Xiaoli Cao scite author profile

Protein-based nanomedicine plays an important role in tumor chemotherapy due to their merits in bioavailability, biocompatibility, biodegradability, and low toxicity. In this study, we developed a novel method of preparing human serum albumin (HSA) nanoparticles for targeted delivery of paclitaxel (PTX) to tumors. HSA-PTX nanoparticles (NPs-PTX) were fabricated via unfolding of HSA in appropriate solution to expose more hydrophobic domains and consequent self-assembling into nanoparticles with added PTX. Via this self-assembly method, a desirable particle size (around 120 nm), a high drug loading (>20%), and a high encapsulation efficiency (near 100%) were obtained. PTX dispersed as an amorphous state in NPs-PTX and the secondary structures of HSA were maintained. In a cytotoxicity study, NPs-PTX displayed an enhanced cytotoxicity in MCF-7 and A549 cells. Confocal microscopy and flow cytometry revealed that the uptake of NPs-PTX was mediated by secreted protein acidic and rich in cysteine and "caveolar" transport.
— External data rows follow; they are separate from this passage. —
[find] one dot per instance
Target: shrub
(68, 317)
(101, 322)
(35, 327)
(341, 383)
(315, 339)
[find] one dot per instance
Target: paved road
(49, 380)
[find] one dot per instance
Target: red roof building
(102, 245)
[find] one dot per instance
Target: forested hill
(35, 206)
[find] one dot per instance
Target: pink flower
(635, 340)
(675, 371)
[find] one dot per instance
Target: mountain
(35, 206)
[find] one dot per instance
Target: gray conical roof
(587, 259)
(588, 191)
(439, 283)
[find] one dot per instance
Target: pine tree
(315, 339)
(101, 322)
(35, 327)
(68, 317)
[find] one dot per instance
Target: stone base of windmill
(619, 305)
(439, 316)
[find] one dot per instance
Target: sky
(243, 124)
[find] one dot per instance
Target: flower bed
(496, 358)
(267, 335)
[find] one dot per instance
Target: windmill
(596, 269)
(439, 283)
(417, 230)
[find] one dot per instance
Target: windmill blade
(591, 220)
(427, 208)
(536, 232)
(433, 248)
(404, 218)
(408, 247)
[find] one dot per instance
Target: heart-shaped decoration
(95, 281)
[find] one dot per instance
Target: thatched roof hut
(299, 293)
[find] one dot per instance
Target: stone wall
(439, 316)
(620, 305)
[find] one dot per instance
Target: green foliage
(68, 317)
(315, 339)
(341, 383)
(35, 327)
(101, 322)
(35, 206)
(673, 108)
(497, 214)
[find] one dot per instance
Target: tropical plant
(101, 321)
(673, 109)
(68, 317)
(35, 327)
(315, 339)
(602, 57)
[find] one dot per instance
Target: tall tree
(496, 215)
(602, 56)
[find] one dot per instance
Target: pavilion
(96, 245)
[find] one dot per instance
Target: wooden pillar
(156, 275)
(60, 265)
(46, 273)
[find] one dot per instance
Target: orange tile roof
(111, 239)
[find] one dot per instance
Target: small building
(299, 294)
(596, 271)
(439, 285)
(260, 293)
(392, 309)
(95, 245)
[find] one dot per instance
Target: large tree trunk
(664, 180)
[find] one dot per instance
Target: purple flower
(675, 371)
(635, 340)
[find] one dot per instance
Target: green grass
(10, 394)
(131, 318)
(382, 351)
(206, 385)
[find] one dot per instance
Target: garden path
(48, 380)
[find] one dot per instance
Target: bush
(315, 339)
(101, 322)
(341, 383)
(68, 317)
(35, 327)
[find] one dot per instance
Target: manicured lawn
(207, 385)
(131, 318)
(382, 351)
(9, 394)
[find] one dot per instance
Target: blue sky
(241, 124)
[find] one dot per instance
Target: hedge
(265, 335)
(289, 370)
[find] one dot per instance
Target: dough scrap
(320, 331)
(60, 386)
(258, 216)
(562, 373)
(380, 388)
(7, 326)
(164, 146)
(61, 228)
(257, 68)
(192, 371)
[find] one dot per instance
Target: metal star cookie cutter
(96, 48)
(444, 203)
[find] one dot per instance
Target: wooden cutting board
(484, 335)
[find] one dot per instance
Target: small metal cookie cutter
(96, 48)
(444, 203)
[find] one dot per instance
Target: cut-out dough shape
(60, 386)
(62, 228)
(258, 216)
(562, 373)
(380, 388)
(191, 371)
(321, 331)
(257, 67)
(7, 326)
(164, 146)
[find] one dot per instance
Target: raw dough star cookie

In H22 tumor-bearing mice, NPs-PTX displayed an increasing and everlasting tumor distribution, leading to slower tumor growth and longer mice survival than PTX. Therefore, this novel self-assembly method offers a much easier method to prepare PTX nanoparticles, provides better antitumor efficacy in vitro and in vivo, and more importantly, sets up a delivery platform for other hydrophobic drugs to improve their effectiveness in cancer therapy.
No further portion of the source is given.